CULTURA & SOCIETA'

Dov’è finita la Forio di Truman Capote? In una lettera la riflessione sul turismo cafonal

L’amara considerazione pubblicata sul quotidiano nazionale: “Che bello sarebbe riconsegnare queste terre a un antico splendore, dimenticando il clima da episodio Gomorra del quotidiano”

“Dov’è finita la Forio di Truman Capote?”. S’ intitola così la lettera d un villeggiante pubblicata qualche giorno fa su Repubblica. Una riflessione, amara, del turismo cafonal che ha invaso Ischia, anche questo agosto.

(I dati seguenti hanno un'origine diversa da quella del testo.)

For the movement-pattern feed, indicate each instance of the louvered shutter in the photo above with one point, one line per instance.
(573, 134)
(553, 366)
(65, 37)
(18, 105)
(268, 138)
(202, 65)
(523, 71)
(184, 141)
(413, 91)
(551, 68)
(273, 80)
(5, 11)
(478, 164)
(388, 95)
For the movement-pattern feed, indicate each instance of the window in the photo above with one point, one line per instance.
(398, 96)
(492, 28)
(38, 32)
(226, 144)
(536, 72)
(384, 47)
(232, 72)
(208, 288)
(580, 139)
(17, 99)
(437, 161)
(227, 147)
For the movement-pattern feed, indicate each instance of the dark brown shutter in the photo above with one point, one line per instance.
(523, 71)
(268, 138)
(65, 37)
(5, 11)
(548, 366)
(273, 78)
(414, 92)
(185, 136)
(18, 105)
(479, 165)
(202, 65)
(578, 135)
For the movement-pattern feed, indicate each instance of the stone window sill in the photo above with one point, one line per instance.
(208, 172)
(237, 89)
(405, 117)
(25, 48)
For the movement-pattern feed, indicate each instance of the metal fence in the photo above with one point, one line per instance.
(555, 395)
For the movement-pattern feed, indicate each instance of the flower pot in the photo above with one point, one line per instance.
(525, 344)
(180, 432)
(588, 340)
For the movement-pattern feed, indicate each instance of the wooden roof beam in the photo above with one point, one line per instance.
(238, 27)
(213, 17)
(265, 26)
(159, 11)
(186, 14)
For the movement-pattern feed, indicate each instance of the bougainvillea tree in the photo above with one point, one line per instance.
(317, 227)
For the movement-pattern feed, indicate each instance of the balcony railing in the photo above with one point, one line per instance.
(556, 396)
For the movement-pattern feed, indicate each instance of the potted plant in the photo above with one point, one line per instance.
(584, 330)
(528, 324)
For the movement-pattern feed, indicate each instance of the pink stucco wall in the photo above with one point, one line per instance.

Una considerazione che parte da lontano, ma nemmeno poi tanto, quando Ischia era frequentata da intellettuali da tutto il mondo che la sceglievano come buon ritiro dove poter raccogliere le idee per un romanzo di successo. “Sarà capitato anche a voi che avete la fortuna o sfortuna, dipende dai punti di vista, di possedere una casa di villeggiatura a Ischia ascoltare la frase idiomatica ma come fai ad andarci ad agosto?

Parole sante, vere, perché per sopravvivere in un luogo celebrato anche da riviste internazionali non è semplice, attaccato da un’orda barbarica pronta all’assalto di ogni centimetro quadrato isolano con scooter non assicurati, chiasso, maleducazione. Si finisce per rintanarsi in casa evitando i luoghi affollati sperando di vendere quel buenretiro che doveva rappresentare un’alternativa alla frenesia e alla routine della vita cittadina”. E’ questo l’incipit della lettera: lo scrivente riflette sulla situazione seduto al bar internazionale in quel di Forio, un tempo regno di Maria Senese che negli anni ‘50 e ‘60 quando la pensione di Lustro era l’unica del paese, accoglieva scrittori e artisti da tutto il mondo. “Potevi sorseggiare un bicchiere di Biancolella vicino a Truman Capote, – si legge ancora – TennesseWiliams, Elsa Morante, ascoltare storie che avremmo letto nei libri che hanno segnato una generazione. Maria, donna analfabeta, rese quel piccolo angolo di Forio crocevia della cultura e ora, quello che un tempo fu tutto questo, è ostaggio di barbuti iper tatuati che non hanno mai letto “la storia”, che ignorano cosa accadesse nella mente di un giovane americano gay che sognava Tiffany nella camera 3 della pensione di Lustro, oggiancora richiesta da quei pochi che conservano la memoria storica e culturale dei luoghi. Forio ha chinato il capo, nessun evento culturale, tanto turismo di serie B affidato alla presenze d quella parte peggiore di Partenope, che in barba a provvedimenti e misure cautelari, prende aliscafi e traghetti per trascorrere il Ferragosto infangando senza remore un’isola amata da Luchino Visconti”. Come dar torto a chi, computer alla mano, decide di inviare alla redazione del quotidiano nazionale questa amara, ma reale, riflessione? Come non condividerne anche l’auspicio?

“Che bello sarebbe riconsegnare queste terre a un antico splendore, fatto di rustiche semplicità apprezzate dal gotha della cultura, dimenticando il clima da episodio Gomorra del quotidiano. Accanto a me, mentre sorseggio uno spritz si manifesta una famiglia tipica napoletana: gridano, hanno profumi ottundenti, sono i nuovi padroni di Ischia. Peccato che non ci sia Truman con la sua penna a descriverli”. A risponderlo a mezzo stampa è il giornalista Dario del Porto. “Caro Schioppa – scrive – è vero: tutti ci siamo sentiti rivolgere almeno una volta la fatidica domanda: “come fai ad andare a Ischia nel mese di agosto?”. A volte siamo noi stessi a chiedercelo, quando ci ritroviamo nostro malgrado immersi in situazioni come quelle che hai descritto. Le ragioni vengono da lontano. Fra queste, la speculazione edilizia che ha moltiplicato i posti letto e la scelta di molti proprietari di dare in affitto case a prezzi stracciati, incentivando un turismo di massa oggi difficilmente estinguibile. Il primo argine dovrebbe essere rappresentato dai controlli, peraltro complicati dall’estensione e dalla morfologia del territorio e da un giro di vite su ogni forma di abuso edilizio e non. Ma allora, si dirà, perché in agosto ci ritroviamo sempre e comunque sull’isola? E’ presto detto: Ischia resta un luogo incantevole, che non smette mai di stupirti, neanche dopo anni di frequentazione più o meno assidua. C’è sempre uno scorcio da esplorare, un panorama da osservare, una caletta da scoprire, Le amicizie si tramandano di padre in figlio, sulle stesse spiagge. E poi tocca a noi difendere i posti che amiamo. Se ce ne andiamo, vincono i nuovi barbari”.